Somebody once told me that rejoicing over bible verses is a brilliant way of deepening our appreciation. For example, we can read ‘The Lord reigns. He is robed in majesty. The Lord is robed in majesty and armed with strength’ (Ps 93:1). Then we can praise God that He reigns over everything - over our financial troubles or sickness, that He is armed with strength, and so on.
The bible has been used as toilet paper in Ugandan prisons; it has also made some, such as Helen, so excited at receiving their own copy that they've stayed awake all night reading it (see Bible Society). Even in difficulty, reading scripture can sustain us: It brings encouragement in hard times (Romans 15:4) helps us to obey God (Psalm 119:11) become fruitful (Psalm 1:2-3) and make wise decisions (Psalm 119:105).

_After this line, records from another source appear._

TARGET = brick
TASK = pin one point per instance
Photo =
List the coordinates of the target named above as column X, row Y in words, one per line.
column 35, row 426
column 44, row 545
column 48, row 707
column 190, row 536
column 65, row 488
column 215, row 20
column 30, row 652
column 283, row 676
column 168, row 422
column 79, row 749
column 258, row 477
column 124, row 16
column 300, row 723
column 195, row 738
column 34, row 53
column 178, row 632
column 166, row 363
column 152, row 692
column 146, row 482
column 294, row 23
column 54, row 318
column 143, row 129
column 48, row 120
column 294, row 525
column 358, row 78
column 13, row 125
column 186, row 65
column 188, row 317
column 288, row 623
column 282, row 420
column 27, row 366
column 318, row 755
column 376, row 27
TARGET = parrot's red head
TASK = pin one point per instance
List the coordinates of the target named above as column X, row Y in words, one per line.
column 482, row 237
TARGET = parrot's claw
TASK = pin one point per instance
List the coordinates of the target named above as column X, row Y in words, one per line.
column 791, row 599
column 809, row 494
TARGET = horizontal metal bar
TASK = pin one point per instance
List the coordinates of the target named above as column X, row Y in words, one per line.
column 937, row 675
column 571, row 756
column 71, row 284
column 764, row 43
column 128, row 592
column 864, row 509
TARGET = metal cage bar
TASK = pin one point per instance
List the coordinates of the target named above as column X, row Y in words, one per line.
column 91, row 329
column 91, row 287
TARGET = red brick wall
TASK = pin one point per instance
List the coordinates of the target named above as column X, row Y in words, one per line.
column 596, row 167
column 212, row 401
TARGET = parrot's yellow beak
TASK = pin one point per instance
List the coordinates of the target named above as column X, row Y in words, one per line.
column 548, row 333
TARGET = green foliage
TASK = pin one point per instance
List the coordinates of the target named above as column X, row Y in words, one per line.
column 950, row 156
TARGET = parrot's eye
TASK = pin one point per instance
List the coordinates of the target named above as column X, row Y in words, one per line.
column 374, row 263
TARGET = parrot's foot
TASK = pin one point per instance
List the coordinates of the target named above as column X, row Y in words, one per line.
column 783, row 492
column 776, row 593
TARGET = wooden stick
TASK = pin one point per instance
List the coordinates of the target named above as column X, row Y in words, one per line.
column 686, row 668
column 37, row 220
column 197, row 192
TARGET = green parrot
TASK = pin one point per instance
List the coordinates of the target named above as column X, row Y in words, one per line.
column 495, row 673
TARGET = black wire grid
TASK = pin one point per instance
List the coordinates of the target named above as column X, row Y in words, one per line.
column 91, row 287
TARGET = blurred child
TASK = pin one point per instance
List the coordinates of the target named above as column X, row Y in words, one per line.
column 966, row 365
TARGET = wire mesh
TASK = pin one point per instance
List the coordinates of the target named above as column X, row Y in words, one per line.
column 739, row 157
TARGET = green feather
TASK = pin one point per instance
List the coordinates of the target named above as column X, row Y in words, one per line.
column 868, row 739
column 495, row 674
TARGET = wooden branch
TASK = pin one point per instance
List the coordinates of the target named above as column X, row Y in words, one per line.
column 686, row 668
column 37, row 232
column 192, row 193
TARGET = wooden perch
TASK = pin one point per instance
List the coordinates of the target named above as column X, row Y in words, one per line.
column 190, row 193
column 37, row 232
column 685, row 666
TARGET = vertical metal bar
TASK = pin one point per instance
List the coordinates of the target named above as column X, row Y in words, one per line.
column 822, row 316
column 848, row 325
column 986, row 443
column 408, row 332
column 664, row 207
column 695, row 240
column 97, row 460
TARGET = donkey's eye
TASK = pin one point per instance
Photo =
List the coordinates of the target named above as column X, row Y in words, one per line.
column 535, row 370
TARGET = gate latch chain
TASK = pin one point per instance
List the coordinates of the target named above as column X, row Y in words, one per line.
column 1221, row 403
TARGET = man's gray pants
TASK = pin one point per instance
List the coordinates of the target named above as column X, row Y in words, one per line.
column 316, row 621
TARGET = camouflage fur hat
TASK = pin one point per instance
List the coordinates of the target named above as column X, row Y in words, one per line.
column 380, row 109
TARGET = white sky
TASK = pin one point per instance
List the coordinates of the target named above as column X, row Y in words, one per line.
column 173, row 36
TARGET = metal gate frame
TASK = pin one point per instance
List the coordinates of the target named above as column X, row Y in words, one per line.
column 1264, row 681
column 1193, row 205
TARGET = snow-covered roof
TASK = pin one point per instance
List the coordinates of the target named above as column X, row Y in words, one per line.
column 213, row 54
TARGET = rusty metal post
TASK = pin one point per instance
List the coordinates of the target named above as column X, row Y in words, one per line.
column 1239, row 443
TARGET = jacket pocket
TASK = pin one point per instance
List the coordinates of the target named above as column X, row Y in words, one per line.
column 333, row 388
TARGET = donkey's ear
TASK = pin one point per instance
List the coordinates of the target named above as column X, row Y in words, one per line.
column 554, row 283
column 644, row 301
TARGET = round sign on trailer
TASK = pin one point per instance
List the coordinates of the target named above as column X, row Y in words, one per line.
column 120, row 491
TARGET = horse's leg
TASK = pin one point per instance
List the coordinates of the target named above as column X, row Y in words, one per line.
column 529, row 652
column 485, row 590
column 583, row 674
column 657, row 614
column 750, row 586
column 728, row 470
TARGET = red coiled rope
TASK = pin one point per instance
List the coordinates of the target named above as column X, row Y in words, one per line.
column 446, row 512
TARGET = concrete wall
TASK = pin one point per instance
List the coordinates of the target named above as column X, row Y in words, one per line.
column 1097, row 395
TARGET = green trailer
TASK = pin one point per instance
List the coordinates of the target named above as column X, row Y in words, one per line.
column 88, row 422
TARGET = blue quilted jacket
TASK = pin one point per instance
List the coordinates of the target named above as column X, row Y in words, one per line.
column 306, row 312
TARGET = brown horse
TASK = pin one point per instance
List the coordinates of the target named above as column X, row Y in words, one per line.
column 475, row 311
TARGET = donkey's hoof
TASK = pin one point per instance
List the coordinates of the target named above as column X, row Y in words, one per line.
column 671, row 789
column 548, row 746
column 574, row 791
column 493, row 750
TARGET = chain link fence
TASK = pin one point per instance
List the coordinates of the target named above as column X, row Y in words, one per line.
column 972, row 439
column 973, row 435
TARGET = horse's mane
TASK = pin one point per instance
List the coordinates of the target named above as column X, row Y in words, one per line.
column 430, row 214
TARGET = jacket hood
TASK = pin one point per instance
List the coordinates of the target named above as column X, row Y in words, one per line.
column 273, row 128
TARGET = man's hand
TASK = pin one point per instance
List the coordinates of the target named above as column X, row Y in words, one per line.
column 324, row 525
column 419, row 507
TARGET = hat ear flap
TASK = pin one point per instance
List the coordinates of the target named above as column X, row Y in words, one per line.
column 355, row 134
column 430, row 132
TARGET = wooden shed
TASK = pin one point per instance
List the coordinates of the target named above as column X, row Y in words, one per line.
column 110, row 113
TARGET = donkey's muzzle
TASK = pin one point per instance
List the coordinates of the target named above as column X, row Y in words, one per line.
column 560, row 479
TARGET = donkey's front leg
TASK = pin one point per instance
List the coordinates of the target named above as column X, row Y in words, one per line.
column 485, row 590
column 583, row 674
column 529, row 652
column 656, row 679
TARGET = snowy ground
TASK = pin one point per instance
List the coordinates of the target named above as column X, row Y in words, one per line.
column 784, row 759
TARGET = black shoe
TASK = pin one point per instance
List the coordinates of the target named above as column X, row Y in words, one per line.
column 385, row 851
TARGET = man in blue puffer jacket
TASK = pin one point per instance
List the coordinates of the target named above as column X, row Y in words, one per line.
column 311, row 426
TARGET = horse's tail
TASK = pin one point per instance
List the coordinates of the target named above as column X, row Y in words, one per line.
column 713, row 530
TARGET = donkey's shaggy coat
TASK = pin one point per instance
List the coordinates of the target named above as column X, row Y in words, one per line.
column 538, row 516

Crucially, scripture sets us free. Through it we gain fresh, life-giving perspective. Paul wanted the Romans to be ‘transformed’ by the ‘renewing’ of their minds (Romans 12:2). As Richard Foster points out, Jesus made it clear that knowing ‘the truth’ will liberate us (Foster, Celebration of Discipline, John 8:32). As humans we might seek freedom through incredible experiences or little responsibility. Yet Jesus suggests that real freedom does not come through sunbathing on a desert island … but by delving into His word.
-As a church, do you think we should emphasize bible reading as a duty (or conversely, as a joy) more than we currently do?
-How do you enjoy reading the bible?